LEGISLATIVE UPDATE: State must invest huge revenue surplus in public services

Feb 24, 2023

The state is on track for a massive $3.25 billion surplus in revenue this year, according to a recent forecast from the General Assembly staff and Gov. Roy Cooper's office, giving lawmakers more money to provide much-needed raises for state employees and retirees.

The state currently has almost $6 billion in reserves. It needs to invest now in public services to recruit and retain employees. State government is experiencing a 20% vacancy rate, with some prisons and DHHS facilities seeing a much higher number.

Cooper is expected to announce his budget proposal in the coming weeks. House Speaker Tim Moore told the News & Observer Thursday that he hopes to have a plan voted through the House by Easter, adding to the likelihood that a budget passes into law by the start of the new fiscal year on July 1.

The article points out that the two main issues may be tax cuts and raises for state employees. Both Moore and Berger said pay increases could make a difference in vacancy rates. No details were given on the size of the raises the two chambers are considering.

Sen. Ralph Hise's bill to remove state employees' right to have their association dues and other payments deducted from their paychecks (Senate Bill 87) remains in the Senate Rules Committees and has not been calendared.

Also this week, the State Health Plan Board of Trustees heard a presentation from Aetna, which has been awarded the administrative contract for the Plan beginning in 2025. The company promised careful attention and pledged to hold down prices. It also plans to build a robust network of providers to allow Plan members to keep their doctors.

State Treasurer Dale Folwell told Aetna representatives there is "no room for error" in implementing their processes.
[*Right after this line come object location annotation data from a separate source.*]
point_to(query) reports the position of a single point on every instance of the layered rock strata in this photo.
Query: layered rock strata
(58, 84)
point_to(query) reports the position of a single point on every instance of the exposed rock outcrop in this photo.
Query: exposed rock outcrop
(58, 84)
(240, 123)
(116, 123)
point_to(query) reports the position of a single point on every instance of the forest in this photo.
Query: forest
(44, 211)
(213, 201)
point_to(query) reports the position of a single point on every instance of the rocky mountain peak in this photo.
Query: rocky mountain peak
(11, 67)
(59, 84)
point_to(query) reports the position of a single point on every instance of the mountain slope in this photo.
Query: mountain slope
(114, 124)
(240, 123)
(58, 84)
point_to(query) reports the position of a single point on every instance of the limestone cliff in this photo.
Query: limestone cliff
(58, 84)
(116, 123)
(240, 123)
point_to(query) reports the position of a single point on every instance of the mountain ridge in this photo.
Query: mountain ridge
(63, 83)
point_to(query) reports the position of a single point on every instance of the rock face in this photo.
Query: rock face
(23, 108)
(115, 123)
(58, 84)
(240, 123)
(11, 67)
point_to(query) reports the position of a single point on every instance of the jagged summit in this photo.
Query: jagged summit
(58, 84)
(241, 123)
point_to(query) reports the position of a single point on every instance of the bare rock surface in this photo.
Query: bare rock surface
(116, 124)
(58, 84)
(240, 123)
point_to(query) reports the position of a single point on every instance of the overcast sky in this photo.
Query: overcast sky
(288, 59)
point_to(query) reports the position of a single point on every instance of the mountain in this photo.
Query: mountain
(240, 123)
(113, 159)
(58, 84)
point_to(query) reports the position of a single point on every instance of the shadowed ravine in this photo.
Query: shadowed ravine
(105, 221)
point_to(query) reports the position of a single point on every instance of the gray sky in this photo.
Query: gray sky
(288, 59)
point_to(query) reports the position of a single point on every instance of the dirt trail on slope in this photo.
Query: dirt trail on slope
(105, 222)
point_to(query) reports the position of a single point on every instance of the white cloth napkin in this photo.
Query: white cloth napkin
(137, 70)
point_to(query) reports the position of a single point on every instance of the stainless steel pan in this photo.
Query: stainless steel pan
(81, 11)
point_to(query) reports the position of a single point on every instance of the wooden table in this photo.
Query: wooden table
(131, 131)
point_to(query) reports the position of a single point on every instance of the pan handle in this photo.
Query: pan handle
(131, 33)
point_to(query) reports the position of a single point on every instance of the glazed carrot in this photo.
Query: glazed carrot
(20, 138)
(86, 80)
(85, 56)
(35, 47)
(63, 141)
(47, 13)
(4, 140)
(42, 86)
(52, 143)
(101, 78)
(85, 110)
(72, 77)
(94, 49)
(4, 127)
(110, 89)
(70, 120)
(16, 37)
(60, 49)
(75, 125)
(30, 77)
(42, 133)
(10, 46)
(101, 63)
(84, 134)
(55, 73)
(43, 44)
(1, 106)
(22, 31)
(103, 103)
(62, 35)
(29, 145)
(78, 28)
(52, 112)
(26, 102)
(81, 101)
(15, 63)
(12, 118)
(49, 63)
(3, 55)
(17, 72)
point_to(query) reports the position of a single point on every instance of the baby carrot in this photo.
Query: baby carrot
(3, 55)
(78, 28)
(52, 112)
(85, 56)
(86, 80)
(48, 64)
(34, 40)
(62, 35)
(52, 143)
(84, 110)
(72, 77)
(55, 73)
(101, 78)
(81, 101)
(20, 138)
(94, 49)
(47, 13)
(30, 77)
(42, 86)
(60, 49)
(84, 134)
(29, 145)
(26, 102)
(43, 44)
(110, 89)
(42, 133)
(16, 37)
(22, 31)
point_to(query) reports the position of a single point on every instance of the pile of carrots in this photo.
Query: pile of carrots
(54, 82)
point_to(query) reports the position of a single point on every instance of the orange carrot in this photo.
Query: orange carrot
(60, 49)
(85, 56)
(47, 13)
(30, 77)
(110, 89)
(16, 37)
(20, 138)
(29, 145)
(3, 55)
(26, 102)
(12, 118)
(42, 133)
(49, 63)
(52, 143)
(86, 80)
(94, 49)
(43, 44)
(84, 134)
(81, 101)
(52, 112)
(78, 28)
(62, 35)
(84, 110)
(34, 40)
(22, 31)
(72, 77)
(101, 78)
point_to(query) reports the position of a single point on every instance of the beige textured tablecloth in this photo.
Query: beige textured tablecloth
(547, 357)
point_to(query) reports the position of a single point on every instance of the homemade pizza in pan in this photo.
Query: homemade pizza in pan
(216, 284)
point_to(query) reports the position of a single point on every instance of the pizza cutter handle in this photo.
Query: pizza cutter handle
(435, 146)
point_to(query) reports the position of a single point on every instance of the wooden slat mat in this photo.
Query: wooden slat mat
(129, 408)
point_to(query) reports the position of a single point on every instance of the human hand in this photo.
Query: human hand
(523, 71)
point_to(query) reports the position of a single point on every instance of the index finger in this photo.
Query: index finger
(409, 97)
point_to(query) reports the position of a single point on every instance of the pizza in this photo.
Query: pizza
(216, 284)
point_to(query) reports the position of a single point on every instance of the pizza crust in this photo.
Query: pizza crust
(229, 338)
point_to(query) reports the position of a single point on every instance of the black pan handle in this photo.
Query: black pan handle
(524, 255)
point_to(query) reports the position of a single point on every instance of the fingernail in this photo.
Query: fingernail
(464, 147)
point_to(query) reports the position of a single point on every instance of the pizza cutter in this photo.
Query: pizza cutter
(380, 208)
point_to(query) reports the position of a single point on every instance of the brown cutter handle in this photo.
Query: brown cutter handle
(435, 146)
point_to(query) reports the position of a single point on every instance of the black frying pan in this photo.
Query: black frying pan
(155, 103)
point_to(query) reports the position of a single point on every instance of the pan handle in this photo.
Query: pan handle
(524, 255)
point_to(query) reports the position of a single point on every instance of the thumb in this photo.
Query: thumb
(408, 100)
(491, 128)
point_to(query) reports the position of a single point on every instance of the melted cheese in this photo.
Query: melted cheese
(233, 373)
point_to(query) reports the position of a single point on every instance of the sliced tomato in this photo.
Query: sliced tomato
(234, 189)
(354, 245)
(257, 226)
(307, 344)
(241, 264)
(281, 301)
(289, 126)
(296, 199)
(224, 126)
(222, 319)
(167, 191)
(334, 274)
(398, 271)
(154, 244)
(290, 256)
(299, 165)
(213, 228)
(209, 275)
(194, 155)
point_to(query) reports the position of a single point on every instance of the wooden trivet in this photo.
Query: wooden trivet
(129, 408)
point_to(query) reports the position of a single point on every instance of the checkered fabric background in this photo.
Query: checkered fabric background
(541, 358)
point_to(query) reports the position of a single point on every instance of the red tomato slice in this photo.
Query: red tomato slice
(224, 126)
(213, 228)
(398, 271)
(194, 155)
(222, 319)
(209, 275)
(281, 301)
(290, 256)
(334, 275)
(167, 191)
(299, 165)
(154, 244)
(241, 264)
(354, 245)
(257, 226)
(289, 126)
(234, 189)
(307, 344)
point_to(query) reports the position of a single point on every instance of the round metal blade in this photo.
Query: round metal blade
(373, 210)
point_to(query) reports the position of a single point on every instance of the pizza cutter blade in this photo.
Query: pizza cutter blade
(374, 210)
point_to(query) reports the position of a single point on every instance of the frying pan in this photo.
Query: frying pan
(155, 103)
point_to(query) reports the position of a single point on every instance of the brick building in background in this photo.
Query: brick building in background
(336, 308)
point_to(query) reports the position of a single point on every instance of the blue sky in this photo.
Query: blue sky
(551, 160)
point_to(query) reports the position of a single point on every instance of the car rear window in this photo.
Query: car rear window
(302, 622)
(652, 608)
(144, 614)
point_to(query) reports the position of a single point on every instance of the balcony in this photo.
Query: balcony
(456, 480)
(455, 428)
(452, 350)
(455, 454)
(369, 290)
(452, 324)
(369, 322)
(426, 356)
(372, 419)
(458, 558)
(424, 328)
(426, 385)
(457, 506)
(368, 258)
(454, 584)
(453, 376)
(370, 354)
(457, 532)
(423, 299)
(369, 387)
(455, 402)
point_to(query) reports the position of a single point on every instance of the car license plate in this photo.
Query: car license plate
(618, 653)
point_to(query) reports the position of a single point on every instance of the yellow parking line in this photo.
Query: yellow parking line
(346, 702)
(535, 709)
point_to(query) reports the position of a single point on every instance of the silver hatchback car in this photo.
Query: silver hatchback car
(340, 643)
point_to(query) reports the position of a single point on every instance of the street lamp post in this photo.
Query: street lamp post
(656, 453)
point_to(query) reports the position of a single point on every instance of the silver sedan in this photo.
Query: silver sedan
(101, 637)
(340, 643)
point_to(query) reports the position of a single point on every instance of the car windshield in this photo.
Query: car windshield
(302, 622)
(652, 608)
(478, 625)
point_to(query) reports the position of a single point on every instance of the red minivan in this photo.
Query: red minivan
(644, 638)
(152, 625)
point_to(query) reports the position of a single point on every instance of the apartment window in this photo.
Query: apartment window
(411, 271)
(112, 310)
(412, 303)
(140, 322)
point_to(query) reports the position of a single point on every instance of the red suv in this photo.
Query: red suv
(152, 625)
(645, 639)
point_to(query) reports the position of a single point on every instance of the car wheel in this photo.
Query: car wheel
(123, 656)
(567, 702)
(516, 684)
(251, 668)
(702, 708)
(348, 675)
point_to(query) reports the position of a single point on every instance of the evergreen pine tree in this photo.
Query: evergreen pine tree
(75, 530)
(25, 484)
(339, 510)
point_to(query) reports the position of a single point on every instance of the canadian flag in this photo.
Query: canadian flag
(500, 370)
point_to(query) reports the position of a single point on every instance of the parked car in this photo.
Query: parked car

SEANC board calls on SECU to rescind risk-based lending plan

The SEANC Board of Governors approved a resolution this week calling on the board of the State Employees’ Credit Union to rescind its plan to move to risk-based lending on March 1.

The credit union, which was founded to serve the interests of state employees, is making several huge changes to its business practices. SEANC Past President Shirley Bell and former State Employees’ Credit Union CEO Jim Blaine visited the SEANC board’s meeting last week. Currently, as it has since it started, the credit union treats each member the same when it comes to interest rates and loans. Approvals are based on many different factors rather than just a credit score.

This new risk-based lending strategy will factor in credit scores more heavily and split applicants into tiers based on their scores, similar to a bank. Those with lower scores will pay higher interest rates and be more likely to be denied a loan.

Blaine gave an example of a person with a lower credit score paying $2,000 more for an $18,000 car loan than an applicant with a higher credit score. The SECU board is meeting today.